Jones served during the age of sail, a time of wooden ships propelled by winds and armed with smoothbore cannon, a time that appears far removed from the nuclear- and gas turbine-powered ships of today with their guided missiles, steel hulls, and superstructures bristling with electronic weapon systems. The future will undoubtedly bring technological changes of an equal magnitude, but the basic principles of naval leadership and attributes of successful naval officers will remain constant. As former Naval Academy Superintendent Admiral James Calvert once stated, "Important as ships are, naval history is made by men."9 Thus it is not difficult to imagine a speaker in 2047 marking the bicentennial of Jones' birth by delivering an address entitled "The Continuing Relevance of John Paul Jones," or an article in the April 2106 issue of Naval History entitled "The Life of John Paul Jones: Lessons for the 22nd Century."

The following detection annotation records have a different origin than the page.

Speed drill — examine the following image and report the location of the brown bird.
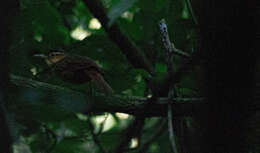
[34,52,113,93]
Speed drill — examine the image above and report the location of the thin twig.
[115,116,145,153]
[96,113,108,135]
[159,19,178,153]
[10,75,207,117]
[42,124,58,153]
[83,0,153,74]
[186,0,199,25]
[87,119,106,153]
[136,120,167,153]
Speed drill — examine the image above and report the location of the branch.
[10,75,207,117]
[159,19,178,153]
[186,0,199,25]
[83,0,153,74]
[135,120,167,153]
[87,119,106,153]
[115,116,145,153]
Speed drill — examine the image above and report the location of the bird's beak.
[33,54,47,58]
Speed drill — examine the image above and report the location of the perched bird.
[34,52,113,93]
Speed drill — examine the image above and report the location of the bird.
[34,51,114,94]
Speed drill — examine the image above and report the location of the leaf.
[108,0,137,27]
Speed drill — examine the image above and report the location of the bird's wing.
[56,56,104,75]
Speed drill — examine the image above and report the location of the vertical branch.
[159,19,178,153]
[186,0,199,25]
[87,119,106,153]
[0,0,19,153]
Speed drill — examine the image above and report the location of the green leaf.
[108,0,137,26]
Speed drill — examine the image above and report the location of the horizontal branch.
[10,75,206,117]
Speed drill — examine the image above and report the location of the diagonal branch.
[83,0,153,74]
[10,75,207,117]
[159,19,178,153]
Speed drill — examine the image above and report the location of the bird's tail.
[87,71,114,94]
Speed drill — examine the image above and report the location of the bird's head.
[34,52,65,66]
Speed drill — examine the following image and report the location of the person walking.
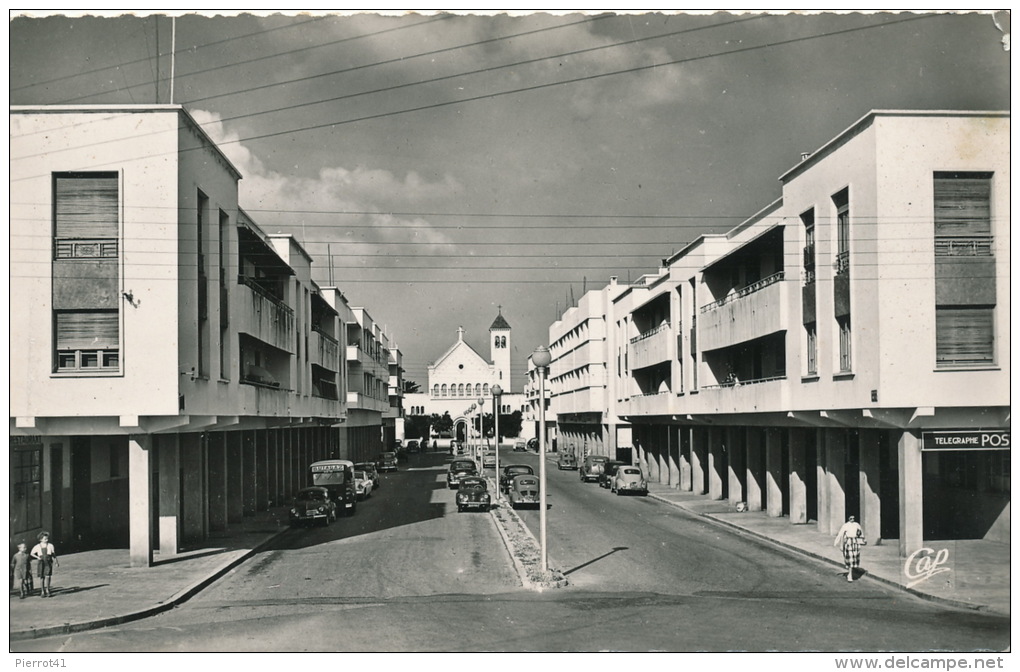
[32,530,60,598]
[832,516,868,581]
[10,541,32,600]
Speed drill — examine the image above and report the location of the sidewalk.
[9,507,288,641]
[9,473,1010,641]
[649,483,1010,616]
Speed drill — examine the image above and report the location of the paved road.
[12,451,1010,652]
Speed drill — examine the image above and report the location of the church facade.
[404,311,526,438]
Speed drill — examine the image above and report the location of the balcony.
[235,275,294,354]
[698,271,791,352]
[308,329,340,371]
[630,322,673,369]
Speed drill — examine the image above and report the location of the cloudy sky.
[9,12,1010,392]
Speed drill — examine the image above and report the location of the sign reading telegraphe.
[921,429,1010,451]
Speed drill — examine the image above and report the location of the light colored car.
[556,453,577,471]
[457,476,493,512]
[354,471,372,500]
[290,486,337,527]
[577,455,609,482]
[610,465,648,495]
[354,462,383,490]
[508,474,539,509]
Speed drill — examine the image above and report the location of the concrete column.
[897,430,924,558]
[157,434,181,557]
[181,433,206,548]
[207,431,227,532]
[818,428,848,533]
[225,431,245,524]
[726,427,747,506]
[708,427,725,500]
[128,434,153,567]
[807,429,838,534]
[745,427,765,511]
[676,427,693,493]
[857,429,882,544]
[765,427,783,518]
[788,428,808,525]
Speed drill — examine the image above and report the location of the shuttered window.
[54,310,120,371]
[935,306,995,367]
[53,172,119,241]
[934,172,991,237]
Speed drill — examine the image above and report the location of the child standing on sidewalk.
[10,541,32,600]
[32,531,60,598]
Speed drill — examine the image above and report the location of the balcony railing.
[630,322,669,343]
[935,236,992,257]
[702,375,786,390]
[701,270,786,313]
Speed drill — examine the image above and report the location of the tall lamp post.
[493,385,503,502]
[531,346,553,574]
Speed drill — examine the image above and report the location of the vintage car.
[291,485,337,527]
[599,460,626,489]
[354,462,383,490]
[375,453,397,471]
[457,476,493,512]
[577,455,609,482]
[354,471,372,500]
[507,474,539,509]
[610,465,648,495]
[500,464,534,493]
[309,460,358,515]
[447,459,478,489]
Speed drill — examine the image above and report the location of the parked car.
[291,485,337,527]
[375,453,397,471]
[500,464,534,493]
[354,471,372,500]
[577,455,609,482]
[447,459,478,489]
[556,453,577,471]
[610,465,648,495]
[599,460,626,489]
[507,474,539,509]
[457,476,493,512]
[354,462,383,490]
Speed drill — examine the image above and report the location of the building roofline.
[779,110,1010,183]
[10,104,244,179]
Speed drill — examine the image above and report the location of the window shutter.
[55,172,119,240]
[56,311,120,350]
[934,172,991,236]
[935,308,995,365]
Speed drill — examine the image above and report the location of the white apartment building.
[550,110,1010,556]
[10,105,388,565]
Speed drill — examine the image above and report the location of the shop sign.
[921,429,1010,451]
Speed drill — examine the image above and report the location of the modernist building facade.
[10,105,397,565]
[404,310,525,441]
[550,111,1010,555]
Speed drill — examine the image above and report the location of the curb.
[9,529,287,641]
[648,493,1008,615]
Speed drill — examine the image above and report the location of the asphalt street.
[13,450,1010,653]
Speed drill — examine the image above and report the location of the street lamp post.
[531,346,553,574]
[493,385,503,502]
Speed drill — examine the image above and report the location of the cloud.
[191,109,463,248]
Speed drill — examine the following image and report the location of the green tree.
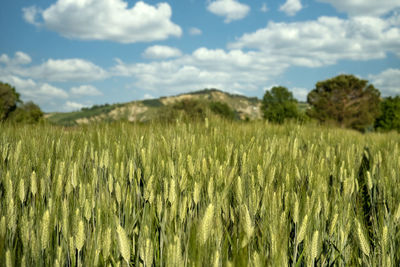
[209,101,236,120]
[307,75,380,131]
[375,96,400,132]
[10,101,44,123]
[0,82,22,121]
[261,86,299,123]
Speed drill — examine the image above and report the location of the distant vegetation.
[307,75,381,131]
[0,82,43,123]
[0,118,400,266]
[0,75,400,132]
[261,86,300,124]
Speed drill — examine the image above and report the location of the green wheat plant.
[0,117,400,266]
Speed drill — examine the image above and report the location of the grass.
[0,117,400,266]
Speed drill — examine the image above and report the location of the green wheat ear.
[199,203,214,245]
[117,225,131,265]
[75,220,85,251]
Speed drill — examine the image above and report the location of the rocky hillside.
[46,89,262,126]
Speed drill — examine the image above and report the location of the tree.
[375,96,400,132]
[10,101,43,123]
[0,82,21,121]
[307,75,380,131]
[261,86,299,123]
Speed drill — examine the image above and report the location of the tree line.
[0,82,44,123]
[0,75,400,132]
[262,75,400,132]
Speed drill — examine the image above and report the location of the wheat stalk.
[117,225,131,265]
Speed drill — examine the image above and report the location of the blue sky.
[0,0,400,112]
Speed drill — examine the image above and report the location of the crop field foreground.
[0,118,400,266]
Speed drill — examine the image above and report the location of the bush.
[375,96,400,132]
[0,82,21,121]
[261,86,300,123]
[307,75,380,131]
[10,102,43,123]
[209,102,237,120]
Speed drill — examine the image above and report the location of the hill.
[46,89,262,126]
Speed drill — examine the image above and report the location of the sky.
[0,0,400,112]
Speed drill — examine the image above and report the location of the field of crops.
[0,119,400,266]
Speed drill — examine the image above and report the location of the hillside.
[46,89,262,126]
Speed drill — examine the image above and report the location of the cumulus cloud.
[22,6,41,26]
[70,85,103,96]
[0,51,32,65]
[23,0,182,43]
[317,0,400,16]
[143,45,182,59]
[207,0,250,23]
[229,17,400,67]
[279,0,303,16]
[189,27,203,35]
[0,74,68,105]
[368,69,400,96]
[63,101,88,111]
[113,47,287,94]
[260,3,268,13]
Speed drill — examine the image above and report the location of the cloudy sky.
[0,0,400,112]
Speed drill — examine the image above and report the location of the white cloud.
[22,6,41,26]
[0,52,108,82]
[22,58,107,82]
[189,27,203,35]
[63,101,88,111]
[143,94,155,100]
[23,0,182,43]
[260,3,268,13]
[0,54,10,64]
[279,0,303,16]
[70,85,103,96]
[317,0,400,16]
[368,69,400,96]
[0,74,68,106]
[291,87,309,102]
[143,45,182,59]
[207,0,250,23]
[113,47,287,94]
[0,51,32,65]
[34,83,68,98]
[229,17,400,67]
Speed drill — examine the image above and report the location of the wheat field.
[0,118,400,266]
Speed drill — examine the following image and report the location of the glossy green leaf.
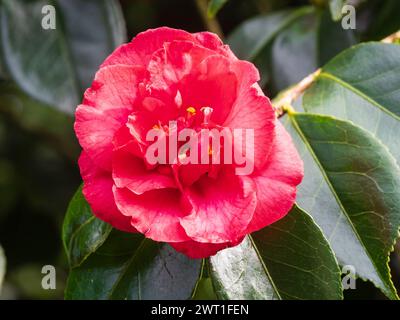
[63,189,202,300]
[62,187,112,267]
[284,113,400,299]
[0,0,125,113]
[65,230,201,300]
[329,0,347,21]
[303,43,400,161]
[210,206,342,300]
[0,246,6,292]
[228,7,356,93]
[207,0,228,18]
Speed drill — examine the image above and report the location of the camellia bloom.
[75,28,303,258]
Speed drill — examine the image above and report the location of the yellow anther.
[186,107,196,116]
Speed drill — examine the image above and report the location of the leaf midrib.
[318,71,400,121]
[289,115,393,295]
[248,235,283,300]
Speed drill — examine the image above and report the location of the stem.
[382,31,400,43]
[196,0,224,39]
[273,69,321,118]
[272,31,400,118]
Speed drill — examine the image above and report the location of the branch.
[196,0,224,39]
[272,31,400,118]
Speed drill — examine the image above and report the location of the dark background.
[0,0,400,299]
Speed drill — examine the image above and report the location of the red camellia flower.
[75,28,303,258]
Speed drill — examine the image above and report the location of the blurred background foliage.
[0,0,400,299]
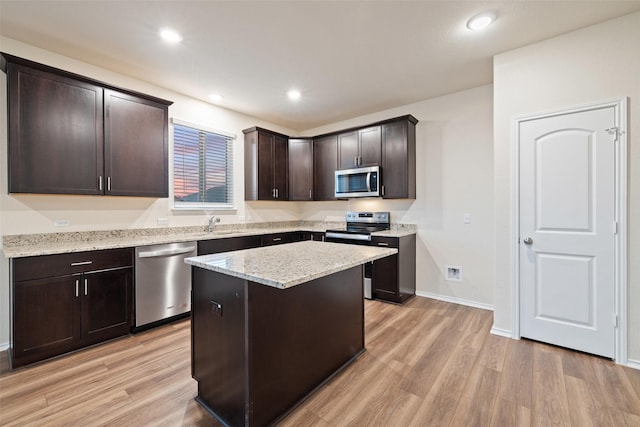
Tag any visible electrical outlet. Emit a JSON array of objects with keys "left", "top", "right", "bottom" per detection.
[{"left": 445, "top": 265, "right": 462, "bottom": 282}]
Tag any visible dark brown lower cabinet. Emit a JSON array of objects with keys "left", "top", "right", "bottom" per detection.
[
  {"left": 371, "top": 234, "right": 416, "bottom": 303},
  {"left": 12, "top": 248, "right": 133, "bottom": 368},
  {"left": 191, "top": 266, "right": 364, "bottom": 426}
]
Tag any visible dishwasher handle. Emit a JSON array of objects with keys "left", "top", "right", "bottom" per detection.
[{"left": 138, "top": 246, "right": 196, "bottom": 258}]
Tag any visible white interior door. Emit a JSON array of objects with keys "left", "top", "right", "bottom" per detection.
[{"left": 519, "top": 107, "right": 616, "bottom": 357}]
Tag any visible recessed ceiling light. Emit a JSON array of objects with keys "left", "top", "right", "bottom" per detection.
[
  {"left": 160, "top": 28, "right": 182, "bottom": 44},
  {"left": 209, "top": 93, "right": 222, "bottom": 102},
  {"left": 287, "top": 89, "right": 301, "bottom": 101},
  {"left": 467, "top": 12, "right": 496, "bottom": 31}
]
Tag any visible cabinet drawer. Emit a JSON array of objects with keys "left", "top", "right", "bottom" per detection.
[{"left": 13, "top": 248, "right": 133, "bottom": 282}]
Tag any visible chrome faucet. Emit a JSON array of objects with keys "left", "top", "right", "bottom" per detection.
[{"left": 209, "top": 216, "right": 220, "bottom": 233}]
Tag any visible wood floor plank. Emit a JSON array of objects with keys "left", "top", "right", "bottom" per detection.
[
  {"left": 411, "top": 346, "right": 478, "bottom": 427},
  {"left": 532, "top": 343, "right": 571, "bottom": 426},
  {"left": 451, "top": 364, "right": 500, "bottom": 426},
  {"left": 499, "top": 340, "right": 534, "bottom": 409},
  {"left": 593, "top": 358, "right": 640, "bottom": 416},
  {"left": 564, "top": 375, "right": 612, "bottom": 427},
  {"left": 0, "top": 297, "right": 640, "bottom": 427}
]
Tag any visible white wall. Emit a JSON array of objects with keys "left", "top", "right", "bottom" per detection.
[
  {"left": 494, "top": 13, "right": 640, "bottom": 363},
  {"left": 301, "top": 85, "right": 494, "bottom": 307}
]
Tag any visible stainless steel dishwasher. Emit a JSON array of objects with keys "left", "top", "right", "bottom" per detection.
[{"left": 134, "top": 242, "right": 198, "bottom": 332}]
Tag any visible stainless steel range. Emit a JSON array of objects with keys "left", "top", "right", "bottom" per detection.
[
  {"left": 325, "top": 211, "right": 390, "bottom": 299},
  {"left": 325, "top": 211, "right": 390, "bottom": 244}
]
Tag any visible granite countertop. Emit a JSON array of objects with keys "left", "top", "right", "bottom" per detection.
[
  {"left": 2, "top": 221, "right": 416, "bottom": 258},
  {"left": 185, "top": 240, "right": 398, "bottom": 289}
]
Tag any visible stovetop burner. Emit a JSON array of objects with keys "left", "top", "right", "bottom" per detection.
[{"left": 327, "top": 211, "right": 390, "bottom": 238}]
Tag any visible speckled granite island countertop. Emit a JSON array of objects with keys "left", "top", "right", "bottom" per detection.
[
  {"left": 185, "top": 241, "right": 398, "bottom": 289},
  {"left": 2, "top": 221, "right": 417, "bottom": 258}
]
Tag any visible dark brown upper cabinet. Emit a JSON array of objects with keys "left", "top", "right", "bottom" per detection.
[
  {"left": 289, "top": 138, "right": 313, "bottom": 201},
  {"left": 381, "top": 116, "right": 418, "bottom": 199},
  {"left": 104, "top": 90, "right": 169, "bottom": 197},
  {"left": 243, "top": 115, "right": 418, "bottom": 200},
  {"left": 242, "top": 127, "right": 289, "bottom": 200},
  {"left": 0, "top": 54, "right": 171, "bottom": 197},
  {"left": 313, "top": 135, "right": 338, "bottom": 200},
  {"left": 338, "top": 126, "right": 382, "bottom": 169}
]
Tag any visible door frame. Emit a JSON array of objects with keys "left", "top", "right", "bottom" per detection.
[{"left": 510, "top": 97, "right": 628, "bottom": 365}]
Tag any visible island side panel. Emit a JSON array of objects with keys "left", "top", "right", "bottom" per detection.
[
  {"left": 191, "top": 267, "right": 248, "bottom": 426},
  {"left": 248, "top": 265, "right": 364, "bottom": 426}
]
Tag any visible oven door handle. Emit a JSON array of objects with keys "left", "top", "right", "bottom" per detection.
[{"left": 325, "top": 231, "right": 371, "bottom": 241}]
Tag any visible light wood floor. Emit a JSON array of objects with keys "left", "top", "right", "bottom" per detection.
[{"left": 0, "top": 298, "right": 640, "bottom": 427}]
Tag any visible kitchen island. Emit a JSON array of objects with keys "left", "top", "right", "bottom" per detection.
[{"left": 186, "top": 241, "right": 397, "bottom": 426}]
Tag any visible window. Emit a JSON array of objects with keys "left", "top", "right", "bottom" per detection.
[{"left": 172, "top": 119, "right": 235, "bottom": 209}]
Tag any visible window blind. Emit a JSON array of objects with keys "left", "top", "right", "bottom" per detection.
[{"left": 173, "top": 121, "right": 234, "bottom": 208}]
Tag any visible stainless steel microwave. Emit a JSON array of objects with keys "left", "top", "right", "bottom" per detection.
[{"left": 335, "top": 166, "right": 381, "bottom": 199}]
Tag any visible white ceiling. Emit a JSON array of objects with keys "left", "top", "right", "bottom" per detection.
[{"left": 0, "top": 0, "right": 640, "bottom": 130}]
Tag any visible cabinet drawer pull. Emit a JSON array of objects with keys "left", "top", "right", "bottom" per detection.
[{"left": 71, "top": 261, "right": 93, "bottom": 267}]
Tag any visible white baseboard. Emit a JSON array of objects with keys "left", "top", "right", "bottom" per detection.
[
  {"left": 489, "top": 326, "right": 513, "bottom": 338},
  {"left": 416, "top": 291, "right": 493, "bottom": 311},
  {"left": 626, "top": 359, "right": 640, "bottom": 370}
]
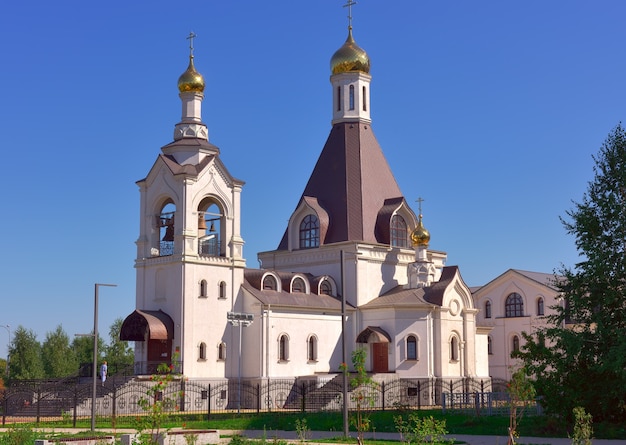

1. "There is no event in our history attended with such pomp and circumstances of glory, magnificence, and patriotic fervor." Charles W. Stewart, comp., John Paul Jones Commemoration at Annapolis, April 24, 1906 (Washington, DC: Government Printing Office, 1907), 13.
2. Ibid., 15.
3. Drawing on historical examples to support his points, Roosevelt devoted as much of his 2,000-word speech to lessons of the War of 1812 as he did to John Paul Jones and the American Revolution. Ibid., 15-19.
4. During the summer of 1779 a Franco-Spanish expedition against England collapsed after more than a year's preparation. Jonathan R. Dull, The French Navy and American Independence: A Study of Arms and Diplomacy, 1774-1787 (Princeton, NJ: Princeton University Press, l975), 150-158, 163-165.
5. Gouverneur Morris, A Diary of the French Revolution, 2 vols., edited by Betrix Cary Davenport (Boston, MA: Houghton Mifflin Co., 1939), II, 471.
6. Theodore Roosevelt, Naval War of 1812 (New York: G.P. Putnam, 1882). The lessons Roosevelt drew from his study of naval history and his employment of them are discussed in Mark Russell Shulman, Navalism and the Emergence of American Sea Power, 1882-1893 (Annapolis, MD: Naval Institute Press, l995).
7. James C. Bradford, The Reincarnation of John Paul Jones: The Navy Discovers Its Professional Roots (Washington, DC: Naval Historical Foundation, 1986).
8. Thomas J Cutler, A Sailor's History of the U.S. Navy (Annapolis, MD: Naval Institute Press, 2005), 1-68. The poster can be found on the Internet at: www.chinfo.navy.mil/navpalib/traditions/html/corvalu.html. James C. Bradford, "John Paul Jones: Naval Leader for the Centuries," Shipmate (July/August 2005), 8-11. The use made of quotations by Jones, some bogus, is explored in Lori Lyn Bogle and Joel I. Holwitt, "The Best Quote Jones Never Wrote," Naval History, 18:2 (April 2004), 18-23.
9. James Calvert, The Naval Profession (New York: McGraw Hill, 1965), 6.